Ao longo de diversas etapas percorridas, somos alvos de vários
ciclos que se sucedem, momentos onde, se parca for ainda nossa ciência, dispomos
sempre da oportunidade de apreender algo ao escutar sábias palavras proferidas
por bocas alheias, um algo que nos poderá auxiliar a crescer em virtude e carácter
– a mais comum metamorfose de um caminhante. Contudo, é importante entender que
tais auxílios não vão além daquilo que eles próprios representam. Todos nos encontramos
aqui, neste lugar, a existir por entre as peripécias de uma realidade que nos
absorve, cumprindo um papel que há muito escolhemos representar por ser o ideal
para o nosso próprio desenvolvimento, o mais acertado para que a lapidação de
nós mesmos seja absoluta. Por isso, ao vivermos vidas únicas, compostas por
singulares ciclos que a existência atravessará, possuímos igualmente diferentes
abordagens e entendimentos sobre o Caminho em si, fruto de nossas peculiares
experiências e de seu factor residual – o saber. Tais aspectos moldam-nos, é
certo, mas importa entender que a final decisão reside sempre em nós. Se em tal
situação nos encontrarmos, convém então colocar pertinentes questões: gostamos
daquilo em que nos tornámos? Como poderemos alterar comportamentos que, no
fundo, não traduzem as palavras de nossos corações? Mas talvez esse seja um
assunto para abordarmos em uma outra oportunidade.

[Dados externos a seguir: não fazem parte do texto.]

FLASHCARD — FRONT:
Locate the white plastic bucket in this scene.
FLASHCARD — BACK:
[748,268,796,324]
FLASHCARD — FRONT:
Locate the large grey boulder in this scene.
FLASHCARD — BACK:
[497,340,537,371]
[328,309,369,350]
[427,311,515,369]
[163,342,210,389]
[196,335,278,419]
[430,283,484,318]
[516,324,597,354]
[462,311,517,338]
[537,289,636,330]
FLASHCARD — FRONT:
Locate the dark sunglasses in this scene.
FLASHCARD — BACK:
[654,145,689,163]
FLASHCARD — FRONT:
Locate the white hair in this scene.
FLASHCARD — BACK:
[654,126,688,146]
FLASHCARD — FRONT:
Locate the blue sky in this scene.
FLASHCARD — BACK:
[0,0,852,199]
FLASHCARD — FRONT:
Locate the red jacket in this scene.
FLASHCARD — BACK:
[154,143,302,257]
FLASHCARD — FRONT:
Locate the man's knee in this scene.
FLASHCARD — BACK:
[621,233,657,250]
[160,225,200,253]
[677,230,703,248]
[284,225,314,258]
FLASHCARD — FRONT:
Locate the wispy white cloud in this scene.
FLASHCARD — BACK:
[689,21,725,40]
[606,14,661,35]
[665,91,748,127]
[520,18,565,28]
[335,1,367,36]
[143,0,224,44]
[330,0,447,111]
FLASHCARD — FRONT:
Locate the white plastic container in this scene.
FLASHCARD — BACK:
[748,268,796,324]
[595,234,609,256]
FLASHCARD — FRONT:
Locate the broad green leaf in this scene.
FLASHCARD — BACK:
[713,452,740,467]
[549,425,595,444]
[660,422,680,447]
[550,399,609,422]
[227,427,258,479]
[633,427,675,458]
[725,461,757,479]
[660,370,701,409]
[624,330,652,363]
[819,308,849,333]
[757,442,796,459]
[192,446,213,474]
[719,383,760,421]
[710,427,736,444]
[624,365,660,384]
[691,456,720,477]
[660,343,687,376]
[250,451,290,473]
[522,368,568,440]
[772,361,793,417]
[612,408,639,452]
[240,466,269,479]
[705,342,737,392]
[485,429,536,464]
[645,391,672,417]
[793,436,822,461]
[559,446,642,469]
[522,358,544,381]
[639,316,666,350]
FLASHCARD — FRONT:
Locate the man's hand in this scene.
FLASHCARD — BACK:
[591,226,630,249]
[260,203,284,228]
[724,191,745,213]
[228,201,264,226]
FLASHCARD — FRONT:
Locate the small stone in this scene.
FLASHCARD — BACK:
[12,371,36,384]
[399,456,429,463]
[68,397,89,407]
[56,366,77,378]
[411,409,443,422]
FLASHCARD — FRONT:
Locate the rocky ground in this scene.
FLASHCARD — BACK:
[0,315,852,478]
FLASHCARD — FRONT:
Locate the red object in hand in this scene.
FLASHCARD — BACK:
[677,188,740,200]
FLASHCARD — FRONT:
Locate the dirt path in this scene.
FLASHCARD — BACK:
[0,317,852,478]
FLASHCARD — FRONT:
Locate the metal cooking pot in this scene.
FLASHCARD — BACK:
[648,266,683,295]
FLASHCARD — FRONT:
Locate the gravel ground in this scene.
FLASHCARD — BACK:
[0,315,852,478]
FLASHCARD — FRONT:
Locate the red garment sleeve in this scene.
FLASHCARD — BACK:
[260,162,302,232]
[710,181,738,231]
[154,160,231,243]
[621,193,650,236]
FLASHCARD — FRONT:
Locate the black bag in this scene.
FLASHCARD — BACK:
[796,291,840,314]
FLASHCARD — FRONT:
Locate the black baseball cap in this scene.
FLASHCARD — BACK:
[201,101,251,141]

Mesmo que valioso seja entender o saber espremido de
dizeres vários, com sua válida partilha de sentimentos, relato de
acontecimentos ou experiências idênticas, jamais se deverá descurar o rumo que
por nós deve ser delineado e percorrido. Essas ajudas externas são mãos que nos
assistem o caminhar, mas só devemos realizar tal acto por nosso próprio pé (sob
pena de a suposta “ajuda” ser, no fundo, um factor meramente prejudicial).
Afinal, todo o aluno sabe que assistirá ao dia em que irá abandonar seu mestre
para seguir seu rumo, aquele que apenas por suas íntimas intenções será
revelado. Aprender é crescer, e crescer é aceitar a nossa luz e a nossa sombra,
escutá-las e definir futuras passadas (mesmo conhecendo a fonte de surpresas
que o Caminho é), sempre com a primordial missão em mente, aquela que todo o
caminhante possui, mesmo que não esteja ciente de tal “posse”.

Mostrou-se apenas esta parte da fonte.